Opportunistic locking or “oplocks”
When a client needs to read a table, it can request an oplock on a file. This means that the server will give that client exclusive access to the file, if no other processes need the file. This allows a client to perform read-ahead, write-behind, and lock caching, which will increase performance for the client.
However, if a second process needs the file, the server will require the client to break the oplock. At this point, the client has to flush all cached data and release the oplock. (see Q129202)
Opportunistic locking is a feature of SMB. It’s an optimization that can increase performance for a client program making changes to a file on a server. Under SMB, it can be disabled. For SMB2, it’s not optional, it’s enabled all the time.
So, what’s wrong with opportunistic locking?
According to Microsoft:
“If a multiuser or single user database application accesses a common data store on a Windows NT file server using opportunistic locks (or OPLOCKS), it is possible for a given user to cache partial transactions on the client systems hard drive. This is a performance enhancement to the Windows client redirector to reduce network file I/O between the client and server. The data being cached on the client redirector is later written back to the server. However, in some cases, a client system may stop responding (hang), do a hard reboot, lose its network connection to the server, or experience any number of other technical difficulties. In such cases, the content of the local cache that has not yet been written to the server can be lost. As a result, the transaction integrity of the database structures on the server is compromised and the data on the file server can become corrupted.” (see Q224992)
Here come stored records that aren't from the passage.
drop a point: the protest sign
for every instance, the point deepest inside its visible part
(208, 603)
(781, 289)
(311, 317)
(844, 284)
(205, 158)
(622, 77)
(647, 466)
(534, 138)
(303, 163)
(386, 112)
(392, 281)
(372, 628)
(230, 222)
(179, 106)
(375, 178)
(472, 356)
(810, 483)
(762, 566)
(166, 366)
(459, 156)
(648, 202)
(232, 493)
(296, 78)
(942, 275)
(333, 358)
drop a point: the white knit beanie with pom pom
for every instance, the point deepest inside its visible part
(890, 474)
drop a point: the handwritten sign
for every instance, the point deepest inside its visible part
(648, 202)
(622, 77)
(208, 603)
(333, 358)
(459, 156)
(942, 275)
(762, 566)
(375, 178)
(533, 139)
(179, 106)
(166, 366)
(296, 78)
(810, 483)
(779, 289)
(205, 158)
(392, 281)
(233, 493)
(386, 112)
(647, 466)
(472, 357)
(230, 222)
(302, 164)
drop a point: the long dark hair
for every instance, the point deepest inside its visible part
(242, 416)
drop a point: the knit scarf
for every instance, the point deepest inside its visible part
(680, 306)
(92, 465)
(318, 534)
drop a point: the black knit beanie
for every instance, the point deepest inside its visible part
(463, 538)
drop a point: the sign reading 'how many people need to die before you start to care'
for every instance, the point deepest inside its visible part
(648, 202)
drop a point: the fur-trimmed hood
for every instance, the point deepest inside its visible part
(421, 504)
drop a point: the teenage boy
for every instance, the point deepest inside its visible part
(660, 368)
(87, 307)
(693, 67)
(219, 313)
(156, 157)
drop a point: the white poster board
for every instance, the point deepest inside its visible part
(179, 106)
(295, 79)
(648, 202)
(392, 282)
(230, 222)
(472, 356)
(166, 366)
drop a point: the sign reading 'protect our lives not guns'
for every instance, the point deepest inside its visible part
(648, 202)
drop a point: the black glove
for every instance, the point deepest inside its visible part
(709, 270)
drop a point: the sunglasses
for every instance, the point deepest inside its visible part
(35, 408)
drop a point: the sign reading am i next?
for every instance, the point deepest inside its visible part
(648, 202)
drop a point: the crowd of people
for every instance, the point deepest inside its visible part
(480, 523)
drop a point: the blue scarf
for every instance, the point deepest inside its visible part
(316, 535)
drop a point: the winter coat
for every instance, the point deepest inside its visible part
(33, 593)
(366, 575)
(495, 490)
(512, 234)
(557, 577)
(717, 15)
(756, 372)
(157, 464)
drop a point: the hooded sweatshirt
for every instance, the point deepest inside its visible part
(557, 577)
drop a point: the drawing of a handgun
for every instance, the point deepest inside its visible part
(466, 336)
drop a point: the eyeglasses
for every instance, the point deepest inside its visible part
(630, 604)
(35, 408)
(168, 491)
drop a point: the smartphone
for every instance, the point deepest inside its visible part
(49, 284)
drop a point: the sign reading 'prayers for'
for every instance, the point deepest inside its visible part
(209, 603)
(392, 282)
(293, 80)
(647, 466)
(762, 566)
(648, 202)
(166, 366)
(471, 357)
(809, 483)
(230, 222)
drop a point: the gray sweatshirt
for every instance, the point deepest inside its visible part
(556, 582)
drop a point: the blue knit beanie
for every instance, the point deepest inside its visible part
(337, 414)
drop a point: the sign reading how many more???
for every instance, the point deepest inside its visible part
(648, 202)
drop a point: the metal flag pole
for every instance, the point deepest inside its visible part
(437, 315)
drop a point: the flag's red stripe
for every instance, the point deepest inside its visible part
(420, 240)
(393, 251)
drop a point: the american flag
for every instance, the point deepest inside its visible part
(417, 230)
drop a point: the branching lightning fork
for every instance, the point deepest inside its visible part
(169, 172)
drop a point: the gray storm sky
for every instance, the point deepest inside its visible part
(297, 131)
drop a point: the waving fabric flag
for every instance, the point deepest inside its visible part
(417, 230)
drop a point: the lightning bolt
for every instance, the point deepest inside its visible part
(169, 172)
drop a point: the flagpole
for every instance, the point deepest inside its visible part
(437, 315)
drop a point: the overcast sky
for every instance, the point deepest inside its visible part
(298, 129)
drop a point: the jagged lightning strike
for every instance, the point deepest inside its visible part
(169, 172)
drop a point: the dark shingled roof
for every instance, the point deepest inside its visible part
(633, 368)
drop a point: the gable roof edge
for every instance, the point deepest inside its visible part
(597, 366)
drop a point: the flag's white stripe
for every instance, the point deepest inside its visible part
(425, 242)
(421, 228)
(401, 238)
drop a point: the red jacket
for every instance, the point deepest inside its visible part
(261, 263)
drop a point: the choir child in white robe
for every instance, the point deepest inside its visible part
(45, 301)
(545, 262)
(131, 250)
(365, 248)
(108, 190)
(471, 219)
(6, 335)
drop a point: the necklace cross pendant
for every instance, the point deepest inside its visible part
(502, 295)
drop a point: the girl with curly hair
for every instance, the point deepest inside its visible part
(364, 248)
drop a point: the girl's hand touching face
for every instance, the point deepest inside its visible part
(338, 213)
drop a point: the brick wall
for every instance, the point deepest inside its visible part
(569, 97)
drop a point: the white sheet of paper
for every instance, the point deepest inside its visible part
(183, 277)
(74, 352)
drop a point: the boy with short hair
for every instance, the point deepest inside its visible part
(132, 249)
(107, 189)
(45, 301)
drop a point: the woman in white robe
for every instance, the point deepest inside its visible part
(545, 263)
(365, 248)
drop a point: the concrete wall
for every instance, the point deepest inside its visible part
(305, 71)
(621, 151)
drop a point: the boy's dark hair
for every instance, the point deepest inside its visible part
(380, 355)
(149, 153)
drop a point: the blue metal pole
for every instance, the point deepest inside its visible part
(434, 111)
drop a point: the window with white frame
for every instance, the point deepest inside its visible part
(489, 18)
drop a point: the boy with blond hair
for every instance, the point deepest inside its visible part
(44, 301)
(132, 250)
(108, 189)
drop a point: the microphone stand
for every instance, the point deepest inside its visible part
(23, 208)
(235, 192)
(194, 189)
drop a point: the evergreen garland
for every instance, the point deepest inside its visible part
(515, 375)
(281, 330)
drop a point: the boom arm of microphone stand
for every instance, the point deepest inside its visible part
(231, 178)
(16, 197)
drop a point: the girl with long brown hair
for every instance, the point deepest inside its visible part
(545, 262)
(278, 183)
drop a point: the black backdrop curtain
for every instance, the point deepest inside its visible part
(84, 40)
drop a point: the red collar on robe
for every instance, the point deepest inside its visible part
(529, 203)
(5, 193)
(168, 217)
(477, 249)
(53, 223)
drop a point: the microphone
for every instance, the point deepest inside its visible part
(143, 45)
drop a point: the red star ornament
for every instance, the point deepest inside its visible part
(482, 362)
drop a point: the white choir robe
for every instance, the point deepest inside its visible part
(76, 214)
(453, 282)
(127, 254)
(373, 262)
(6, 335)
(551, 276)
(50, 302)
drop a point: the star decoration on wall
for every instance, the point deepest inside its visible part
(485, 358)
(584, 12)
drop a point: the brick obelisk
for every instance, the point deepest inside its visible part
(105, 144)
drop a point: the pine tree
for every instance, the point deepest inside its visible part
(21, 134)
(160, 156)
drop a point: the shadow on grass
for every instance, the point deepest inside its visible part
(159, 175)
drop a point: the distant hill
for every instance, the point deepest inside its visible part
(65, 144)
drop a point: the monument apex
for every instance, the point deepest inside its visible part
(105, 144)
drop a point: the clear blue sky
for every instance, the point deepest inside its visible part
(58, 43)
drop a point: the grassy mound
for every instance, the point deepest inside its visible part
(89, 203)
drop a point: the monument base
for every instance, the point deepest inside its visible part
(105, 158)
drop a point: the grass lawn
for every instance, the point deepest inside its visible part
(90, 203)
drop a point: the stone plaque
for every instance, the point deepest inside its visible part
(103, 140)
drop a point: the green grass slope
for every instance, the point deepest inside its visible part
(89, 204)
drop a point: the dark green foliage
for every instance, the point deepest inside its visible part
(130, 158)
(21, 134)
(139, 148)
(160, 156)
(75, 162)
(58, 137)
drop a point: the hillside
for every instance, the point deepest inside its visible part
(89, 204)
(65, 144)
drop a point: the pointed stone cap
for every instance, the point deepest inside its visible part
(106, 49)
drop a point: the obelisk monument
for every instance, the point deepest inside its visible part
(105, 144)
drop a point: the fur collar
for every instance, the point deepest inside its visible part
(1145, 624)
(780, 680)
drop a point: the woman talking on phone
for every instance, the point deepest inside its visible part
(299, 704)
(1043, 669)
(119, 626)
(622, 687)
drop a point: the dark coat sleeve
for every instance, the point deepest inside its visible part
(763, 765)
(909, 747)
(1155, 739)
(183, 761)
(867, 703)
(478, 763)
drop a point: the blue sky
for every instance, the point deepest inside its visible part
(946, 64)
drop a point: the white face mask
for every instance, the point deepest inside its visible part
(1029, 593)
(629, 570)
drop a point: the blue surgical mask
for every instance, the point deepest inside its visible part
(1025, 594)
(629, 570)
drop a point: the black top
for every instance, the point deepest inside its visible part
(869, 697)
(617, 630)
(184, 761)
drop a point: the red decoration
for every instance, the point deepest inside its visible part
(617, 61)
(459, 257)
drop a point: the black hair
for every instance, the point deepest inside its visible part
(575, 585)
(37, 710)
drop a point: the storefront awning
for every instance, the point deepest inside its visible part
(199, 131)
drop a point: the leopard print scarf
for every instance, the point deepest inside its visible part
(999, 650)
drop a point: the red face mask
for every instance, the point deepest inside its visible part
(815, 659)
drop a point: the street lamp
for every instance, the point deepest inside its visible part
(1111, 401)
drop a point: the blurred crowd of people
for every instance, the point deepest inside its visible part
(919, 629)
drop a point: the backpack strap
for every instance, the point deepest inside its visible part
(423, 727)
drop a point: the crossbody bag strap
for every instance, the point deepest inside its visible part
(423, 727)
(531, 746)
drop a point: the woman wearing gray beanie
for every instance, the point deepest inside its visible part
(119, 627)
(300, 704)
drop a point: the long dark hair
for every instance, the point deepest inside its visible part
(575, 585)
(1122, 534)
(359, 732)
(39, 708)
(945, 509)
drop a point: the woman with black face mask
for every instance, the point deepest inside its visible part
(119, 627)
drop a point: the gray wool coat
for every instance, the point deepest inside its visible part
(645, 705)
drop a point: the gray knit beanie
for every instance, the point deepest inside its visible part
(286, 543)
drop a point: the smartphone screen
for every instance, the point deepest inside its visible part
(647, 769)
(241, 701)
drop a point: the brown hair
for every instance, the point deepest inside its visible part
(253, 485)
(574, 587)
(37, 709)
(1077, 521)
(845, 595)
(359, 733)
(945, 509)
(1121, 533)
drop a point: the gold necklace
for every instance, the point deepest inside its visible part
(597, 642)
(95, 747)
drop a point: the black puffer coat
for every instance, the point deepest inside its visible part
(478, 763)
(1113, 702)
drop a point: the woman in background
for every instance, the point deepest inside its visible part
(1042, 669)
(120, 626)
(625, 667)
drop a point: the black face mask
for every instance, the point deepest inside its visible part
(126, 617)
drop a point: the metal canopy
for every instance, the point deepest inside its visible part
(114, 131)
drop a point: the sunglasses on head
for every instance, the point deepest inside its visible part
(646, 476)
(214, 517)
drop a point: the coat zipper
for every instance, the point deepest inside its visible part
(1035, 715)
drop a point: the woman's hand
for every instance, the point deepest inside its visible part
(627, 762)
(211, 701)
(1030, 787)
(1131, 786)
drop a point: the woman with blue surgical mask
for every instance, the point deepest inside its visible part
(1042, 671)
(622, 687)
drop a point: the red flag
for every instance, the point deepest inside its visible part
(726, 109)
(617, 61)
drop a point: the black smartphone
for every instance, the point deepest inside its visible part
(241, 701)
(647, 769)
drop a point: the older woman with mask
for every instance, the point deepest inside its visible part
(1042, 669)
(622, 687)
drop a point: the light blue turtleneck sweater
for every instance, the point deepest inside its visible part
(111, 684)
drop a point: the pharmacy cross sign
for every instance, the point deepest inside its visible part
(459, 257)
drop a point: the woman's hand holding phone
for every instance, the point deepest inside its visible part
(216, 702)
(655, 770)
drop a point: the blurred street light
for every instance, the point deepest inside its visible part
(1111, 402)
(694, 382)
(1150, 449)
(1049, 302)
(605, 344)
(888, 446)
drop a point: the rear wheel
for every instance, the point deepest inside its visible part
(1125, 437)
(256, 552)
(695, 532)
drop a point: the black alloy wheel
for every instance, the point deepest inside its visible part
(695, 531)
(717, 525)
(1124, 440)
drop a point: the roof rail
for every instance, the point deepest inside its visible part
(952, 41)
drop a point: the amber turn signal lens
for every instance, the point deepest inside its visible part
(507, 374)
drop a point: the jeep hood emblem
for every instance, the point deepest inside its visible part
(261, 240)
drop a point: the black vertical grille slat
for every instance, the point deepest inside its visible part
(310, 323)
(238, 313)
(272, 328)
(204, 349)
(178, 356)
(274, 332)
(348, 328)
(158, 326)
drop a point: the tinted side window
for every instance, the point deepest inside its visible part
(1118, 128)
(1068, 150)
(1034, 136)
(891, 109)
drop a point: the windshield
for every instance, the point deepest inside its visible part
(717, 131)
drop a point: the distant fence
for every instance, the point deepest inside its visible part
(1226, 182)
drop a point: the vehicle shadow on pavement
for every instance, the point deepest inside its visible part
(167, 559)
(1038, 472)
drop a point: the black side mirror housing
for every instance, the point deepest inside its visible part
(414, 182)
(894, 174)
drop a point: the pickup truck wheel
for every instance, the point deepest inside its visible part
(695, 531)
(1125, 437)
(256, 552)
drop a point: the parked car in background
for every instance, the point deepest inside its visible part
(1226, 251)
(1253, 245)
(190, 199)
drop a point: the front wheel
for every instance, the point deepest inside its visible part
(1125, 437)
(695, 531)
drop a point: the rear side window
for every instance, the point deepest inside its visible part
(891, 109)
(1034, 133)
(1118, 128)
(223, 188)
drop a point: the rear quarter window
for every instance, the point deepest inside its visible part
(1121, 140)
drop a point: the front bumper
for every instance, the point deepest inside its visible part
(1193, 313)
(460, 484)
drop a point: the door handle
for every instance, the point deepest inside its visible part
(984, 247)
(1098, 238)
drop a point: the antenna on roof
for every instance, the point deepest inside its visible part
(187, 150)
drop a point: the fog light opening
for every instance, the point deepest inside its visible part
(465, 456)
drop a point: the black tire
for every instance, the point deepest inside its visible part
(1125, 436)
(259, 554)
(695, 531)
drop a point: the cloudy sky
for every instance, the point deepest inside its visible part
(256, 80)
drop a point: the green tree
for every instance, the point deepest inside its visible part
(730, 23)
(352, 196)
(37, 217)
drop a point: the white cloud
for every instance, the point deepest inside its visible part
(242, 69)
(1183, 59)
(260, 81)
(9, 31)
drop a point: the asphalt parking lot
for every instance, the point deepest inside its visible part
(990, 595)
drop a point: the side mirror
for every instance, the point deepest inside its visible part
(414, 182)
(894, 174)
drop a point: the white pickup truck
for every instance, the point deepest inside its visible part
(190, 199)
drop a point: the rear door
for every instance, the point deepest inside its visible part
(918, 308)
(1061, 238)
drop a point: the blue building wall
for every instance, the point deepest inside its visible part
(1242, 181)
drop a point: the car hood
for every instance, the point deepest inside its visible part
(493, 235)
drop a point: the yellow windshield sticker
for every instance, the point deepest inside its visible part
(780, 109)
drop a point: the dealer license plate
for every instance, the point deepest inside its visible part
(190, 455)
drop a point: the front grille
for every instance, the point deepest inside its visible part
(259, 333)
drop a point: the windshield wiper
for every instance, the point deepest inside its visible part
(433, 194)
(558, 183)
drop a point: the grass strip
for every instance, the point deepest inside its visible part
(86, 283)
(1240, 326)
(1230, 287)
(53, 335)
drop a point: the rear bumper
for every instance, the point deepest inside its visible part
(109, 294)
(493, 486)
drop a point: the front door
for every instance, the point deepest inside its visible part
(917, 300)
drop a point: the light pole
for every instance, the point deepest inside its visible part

It turns out that ISAM based databases are vulnerable to this kind of corruption because the client has to maintain it’s own access to the shared database on the server. In late 2010, Windows Vista and 7 adoption had reached a point where enough people were using them as their workstation-based file server to bring the problem on to our radar.
Once we had identified the problem, we researched a solution. Microsoft had two registry entries that would disable oplocks on the client and server for SMB. For SMB2, oplocks could not be disabled. The resolution in this case was to disable SMB2, which caused Windows to fall back on SMB. Then the registry entries could be employed to disable oplocks.
We updated our installer to make these registry entries automatically when needed. For existing customers, we created a standalone program that would make the registry entries. It’s a fairly simple Winforms application in C# that can be run with a user interface or in a silent mode.
The program is available on GitHub, and is called Oplocks.
This is certainly not a common problem, as most modern database system are not vulnerable to this type of corruption. However, I decided to document this just in case someone else runs into this problem.